Understanding the adaptation of switchgrass to variable growing conditions is key to determining its potential as a biofuel crop. The growth and development of switchgrass varies with climatic (i. e., temperature and precipitation) and environmental conditions (i. e., soil type, slope, nutrients) (Casler et al. 2004; Casler et al. 2007; Wullschleger et al. 2010). Field trials at relatively small scales (< 5 m2) and large scales (3-9 ha) reveal high biomass production, greater than 12 Mg ha-1 (Schmer et al. 2008; Wullschleger et al. 2010). Northern upland ecotypes flower earlier than southern upland ecotypes, causing reduced biomass production when moved south (Casler et al. 2004). On the other hand, southern lowland ecotypes flower later, which extends the growing season, resulting in increased biomass production when moved northward. However, survival of the lowland type is reduced in the North, which is thought to be due to cold winter temperatures (Casler and Boe 2003). The regional adaptation of switchgrass is complex but thought to be primarily reliant on genetic diversity for heat resistance, cold resistance, photoperiod, and drought tolerance (Casler et al. 2007). There is substantial genetic variation for many key adaptive traits, which may make it possible to enhance biomass production and decrease mortality.

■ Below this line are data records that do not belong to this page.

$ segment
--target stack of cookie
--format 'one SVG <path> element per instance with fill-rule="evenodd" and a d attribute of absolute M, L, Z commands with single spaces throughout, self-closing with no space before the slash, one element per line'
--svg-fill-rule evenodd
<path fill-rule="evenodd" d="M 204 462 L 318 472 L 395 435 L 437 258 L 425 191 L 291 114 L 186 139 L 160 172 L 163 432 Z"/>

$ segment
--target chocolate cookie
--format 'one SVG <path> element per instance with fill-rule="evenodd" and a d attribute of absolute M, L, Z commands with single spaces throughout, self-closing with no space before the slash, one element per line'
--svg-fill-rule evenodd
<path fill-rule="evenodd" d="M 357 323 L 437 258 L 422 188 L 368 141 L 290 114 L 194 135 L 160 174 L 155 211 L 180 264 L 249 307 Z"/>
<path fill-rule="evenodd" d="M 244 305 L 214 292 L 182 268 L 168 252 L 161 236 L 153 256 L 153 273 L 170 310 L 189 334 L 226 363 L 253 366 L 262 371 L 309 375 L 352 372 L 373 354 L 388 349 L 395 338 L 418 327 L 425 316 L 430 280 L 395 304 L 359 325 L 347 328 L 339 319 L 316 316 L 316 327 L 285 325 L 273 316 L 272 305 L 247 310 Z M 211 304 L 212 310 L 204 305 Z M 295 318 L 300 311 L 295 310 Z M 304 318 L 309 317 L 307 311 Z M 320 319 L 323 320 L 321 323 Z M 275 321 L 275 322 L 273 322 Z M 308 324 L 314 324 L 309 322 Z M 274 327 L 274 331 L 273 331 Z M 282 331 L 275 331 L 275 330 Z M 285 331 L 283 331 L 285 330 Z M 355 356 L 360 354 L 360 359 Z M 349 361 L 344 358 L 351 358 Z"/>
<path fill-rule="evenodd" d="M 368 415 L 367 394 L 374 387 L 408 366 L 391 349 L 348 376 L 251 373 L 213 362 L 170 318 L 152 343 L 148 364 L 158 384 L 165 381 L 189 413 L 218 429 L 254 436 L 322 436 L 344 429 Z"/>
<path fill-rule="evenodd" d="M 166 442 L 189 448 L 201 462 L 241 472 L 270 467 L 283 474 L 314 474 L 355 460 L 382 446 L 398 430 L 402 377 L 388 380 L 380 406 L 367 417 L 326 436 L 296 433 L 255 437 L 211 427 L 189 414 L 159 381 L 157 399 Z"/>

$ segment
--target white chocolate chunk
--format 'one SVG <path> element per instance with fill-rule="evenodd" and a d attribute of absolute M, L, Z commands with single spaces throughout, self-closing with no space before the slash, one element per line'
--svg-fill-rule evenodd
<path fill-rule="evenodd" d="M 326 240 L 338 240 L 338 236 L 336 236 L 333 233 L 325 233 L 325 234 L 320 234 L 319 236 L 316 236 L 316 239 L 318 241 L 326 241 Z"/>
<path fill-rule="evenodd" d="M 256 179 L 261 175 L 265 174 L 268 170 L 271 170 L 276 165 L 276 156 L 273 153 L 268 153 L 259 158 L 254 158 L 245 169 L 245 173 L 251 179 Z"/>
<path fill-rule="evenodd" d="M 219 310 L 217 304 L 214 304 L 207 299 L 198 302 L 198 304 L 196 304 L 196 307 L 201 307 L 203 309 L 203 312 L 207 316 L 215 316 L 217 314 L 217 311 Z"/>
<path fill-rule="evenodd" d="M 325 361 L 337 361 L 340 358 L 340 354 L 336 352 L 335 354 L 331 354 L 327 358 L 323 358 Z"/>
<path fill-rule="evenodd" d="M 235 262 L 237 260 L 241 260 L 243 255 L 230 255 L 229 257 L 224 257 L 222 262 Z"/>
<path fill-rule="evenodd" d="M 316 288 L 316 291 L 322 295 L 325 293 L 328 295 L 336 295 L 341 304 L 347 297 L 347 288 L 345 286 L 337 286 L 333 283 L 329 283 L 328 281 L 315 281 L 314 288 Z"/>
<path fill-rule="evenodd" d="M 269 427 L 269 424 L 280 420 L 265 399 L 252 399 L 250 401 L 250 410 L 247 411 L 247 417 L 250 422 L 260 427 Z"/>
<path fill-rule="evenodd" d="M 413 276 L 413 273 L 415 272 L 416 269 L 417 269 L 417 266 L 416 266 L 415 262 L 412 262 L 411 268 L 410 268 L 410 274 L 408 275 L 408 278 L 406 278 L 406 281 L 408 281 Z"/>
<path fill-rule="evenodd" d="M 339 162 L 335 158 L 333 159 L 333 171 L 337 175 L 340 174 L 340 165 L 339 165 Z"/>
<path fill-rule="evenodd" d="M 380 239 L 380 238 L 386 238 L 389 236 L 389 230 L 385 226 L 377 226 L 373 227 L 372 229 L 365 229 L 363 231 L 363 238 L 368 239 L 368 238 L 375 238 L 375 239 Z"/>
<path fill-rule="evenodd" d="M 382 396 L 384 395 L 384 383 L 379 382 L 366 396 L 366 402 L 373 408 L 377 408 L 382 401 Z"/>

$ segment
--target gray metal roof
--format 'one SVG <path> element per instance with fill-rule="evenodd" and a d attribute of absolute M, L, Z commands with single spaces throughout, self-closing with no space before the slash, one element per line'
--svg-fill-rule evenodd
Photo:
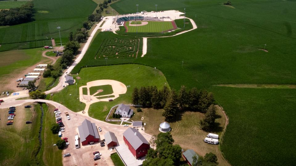
<path fill-rule="evenodd" d="M 198 159 L 198 156 L 192 149 L 188 149 L 183 152 L 183 154 L 191 165 L 193 162 L 193 159 L 192 158 L 193 156 L 196 156 L 196 159 Z"/>
<path fill-rule="evenodd" d="M 137 135 L 135 135 L 137 133 Z M 149 144 L 141 133 L 135 128 L 129 128 L 123 133 L 123 136 L 127 140 L 135 150 L 137 150 L 143 144 Z"/>
<path fill-rule="evenodd" d="M 136 121 L 133 122 L 133 126 L 134 127 L 137 127 L 138 126 L 142 126 L 143 123 L 142 121 Z"/>
<path fill-rule="evenodd" d="M 81 125 L 78 127 L 78 130 L 81 142 L 86 140 L 86 137 L 89 135 L 93 136 L 95 138 L 100 138 L 96 124 L 86 119 L 83 121 Z"/>
<path fill-rule="evenodd" d="M 69 80 L 72 80 L 74 81 L 74 79 L 73 79 L 73 77 L 72 76 L 70 76 L 69 75 L 66 75 L 65 76 L 66 77 L 66 80 L 68 81 Z"/>
<path fill-rule="evenodd" d="M 117 138 L 115 136 L 115 134 L 114 134 L 114 133 L 108 132 L 104 135 L 104 137 L 105 137 L 105 141 L 106 141 L 106 143 L 107 145 L 112 141 L 117 142 L 117 144 L 118 145 L 118 141 L 117 140 Z"/>
<path fill-rule="evenodd" d="M 166 122 L 162 122 L 159 125 L 159 127 L 162 128 L 170 128 L 170 124 Z"/>

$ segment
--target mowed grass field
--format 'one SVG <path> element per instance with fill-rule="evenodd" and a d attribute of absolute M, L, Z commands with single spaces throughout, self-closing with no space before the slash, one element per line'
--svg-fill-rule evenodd
<path fill-rule="evenodd" d="M 0 45 L 6 44 L 7 45 L 5 47 L 10 49 L 40 47 L 45 44 L 50 45 L 48 43 L 51 38 L 57 40 L 56 43 L 60 42 L 58 26 L 61 27 L 62 42 L 67 42 L 69 33 L 81 28 L 97 6 L 91 0 L 41 0 L 33 2 L 36 10 L 34 17 L 36 21 L 0 26 Z M 28 47 L 29 42 L 30 47 Z M 24 46 L 26 44 L 26 47 Z M 0 51 L 2 47 L 0 47 Z"/>
<path fill-rule="evenodd" d="M 148 24 L 145 25 L 139 26 L 130 26 L 130 23 L 135 25 L 135 22 L 133 21 L 128 21 L 125 23 L 127 28 L 128 32 L 159 32 L 174 29 L 174 26 L 171 21 L 137 21 L 138 23 L 141 22 L 148 22 Z M 133 23 L 134 23 L 133 24 Z"/>
<path fill-rule="evenodd" d="M 74 78 L 77 76 L 73 76 Z M 78 88 L 86 85 L 88 82 L 100 79 L 112 79 L 121 82 L 126 86 L 130 86 L 126 93 L 120 95 L 119 97 L 112 102 L 98 102 L 90 105 L 88 110 L 89 115 L 101 120 L 105 120 L 113 106 L 121 103 L 130 103 L 133 89 L 136 86 L 140 88 L 142 86 L 155 86 L 158 88 L 162 88 L 165 85 L 168 86 L 165 77 L 160 71 L 150 67 L 136 64 L 83 68 L 78 76 L 81 79 L 76 79 L 77 87 L 75 85 L 67 86 L 48 99 L 59 103 L 61 102 L 69 109 L 77 112 L 84 110 L 85 105 L 79 102 Z M 69 95 L 70 94 L 71 96 Z M 65 97 L 66 96 L 67 97 Z"/>
<path fill-rule="evenodd" d="M 186 8 L 186 16 L 194 20 L 197 29 L 172 37 L 149 38 L 147 54 L 130 62 L 156 67 L 172 88 L 184 85 L 213 92 L 229 117 L 220 149 L 231 165 L 294 165 L 296 147 L 285 138 L 295 136 L 296 117 L 291 111 L 296 109 L 295 89 L 212 85 L 295 84 L 296 4 L 232 1 L 233 8 L 221 2 L 121 0 L 112 6 L 123 14 L 134 12 L 127 6 L 136 4 L 140 11 L 154 10 L 155 4 L 158 10 Z M 259 50 L 264 44 L 268 53 Z M 95 62 L 104 65 L 102 60 Z"/>

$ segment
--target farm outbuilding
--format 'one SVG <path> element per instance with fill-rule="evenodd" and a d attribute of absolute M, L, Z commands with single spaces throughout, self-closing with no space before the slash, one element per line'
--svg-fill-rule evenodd
<path fill-rule="evenodd" d="M 65 76 L 66 79 L 66 82 L 68 83 L 69 85 L 73 85 L 74 84 L 74 79 L 72 76 L 69 75 L 66 75 Z"/>
<path fill-rule="evenodd" d="M 198 156 L 192 149 L 188 149 L 183 153 L 183 157 L 190 166 L 192 166 L 193 163 L 193 159 L 192 158 L 195 156 L 196 156 L 197 159 L 198 159 Z"/>
<path fill-rule="evenodd" d="M 23 81 L 19 83 L 19 85 L 22 86 L 27 86 L 29 83 L 28 81 Z"/>
<path fill-rule="evenodd" d="M 133 127 L 135 128 L 142 127 L 143 126 L 143 122 L 142 121 L 135 121 L 133 122 Z"/>
<path fill-rule="evenodd" d="M 171 126 L 168 123 L 165 122 L 159 125 L 159 131 L 162 132 L 167 132 L 171 131 Z"/>
<path fill-rule="evenodd" d="M 137 159 L 145 156 L 150 148 L 149 143 L 135 128 L 129 128 L 126 129 L 123 133 L 123 140 Z"/>
<path fill-rule="evenodd" d="M 98 129 L 94 123 L 85 119 L 81 125 L 78 127 L 80 136 L 80 141 L 83 145 L 87 145 L 90 142 L 97 142 L 100 141 Z"/>
<path fill-rule="evenodd" d="M 34 69 L 34 70 L 33 70 L 34 71 L 34 72 L 36 72 L 36 71 L 40 71 L 40 72 L 44 72 L 44 71 L 45 71 L 45 69 L 44 69 L 44 68 L 42 68 L 42 69 Z"/>
<path fill-rule="evenodd" d="M 105 138 L 105 141 L 106 144 L 107 144 L 108 149 L 112 147 L 118 145 L 117 138 L 115 136 L 114 133 L 108 132 L 104 135 L 104 137 Z"/>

The phenotypic diversity of switchgrass also makes the management practices that optimize yearly biomass yields vary by ecotype and location (Fike et al. 2006). Field trials have focused on identifying management practices (i. e., planting date, fertilizer application, irrigation, seeding rate, harvesting) required for establishment and optimum biomass production (Parrish and Fike 2005). As biofuel production expands globally, it is critical to also understand the environmental consequences of cultivating biofuel crops (Renewable Fuels Agency 2008). Large-scale production of biofuel crops, such as, switchgrass may bring both positive and negative environmental impacts. Some environmental benefits over traditional row crops include reduced water and wind erosion (Paine et al. 1996; McLaughlin and Walsh 1998; Jensen et al. 2007; Blanco-Canqui 2010). Additionally, decreased water runoff reduces the loss of agricultural chemicals, nutrients, and sediment into nearby waters, enhances nutrient cycling and storage, and recharges groundwater supply (Paine et al. 1996; Jensen et al. 2007; Blanco-Canqui 2010). Soils under long-term switchgrass production can also improve over time with increased soil organic matter production and the sequestration of SOC (Paine et al. 1996; McLaughlin and Walsh 1998; Tilman et al. 2006; Jensen et al. 2007; Blanco-Canqui 2010).

The environmental impact of bioenergy feedstock production systems will need to be closely monitored to ensure sustainability. Field scale monitoring is however limited in scope, temporally and spatially, and in most cases fails to fully account for the effects of site-specific conditions of management, land type, soil texture-hydrologic group interactions, slope, and climate. Therefore, many open-ended questions remain about the large — scale production potential of switchgrass and its long-term environmental impacts. For example: (1) Can switchgrass produce enough biomass to support local refineries and what regions of the U. S. will be used for large-scale feedstock production? (2) What are the optimal management practices for all potential field locations? (3) What is the long-term (i. e., 25 or 50 years) effect on soil quality and erosion? (4) How big of an impact will climate change have on switchgrass biomass production? Will lands that currently produce high levels of biomass be able to sustain these levels in the future?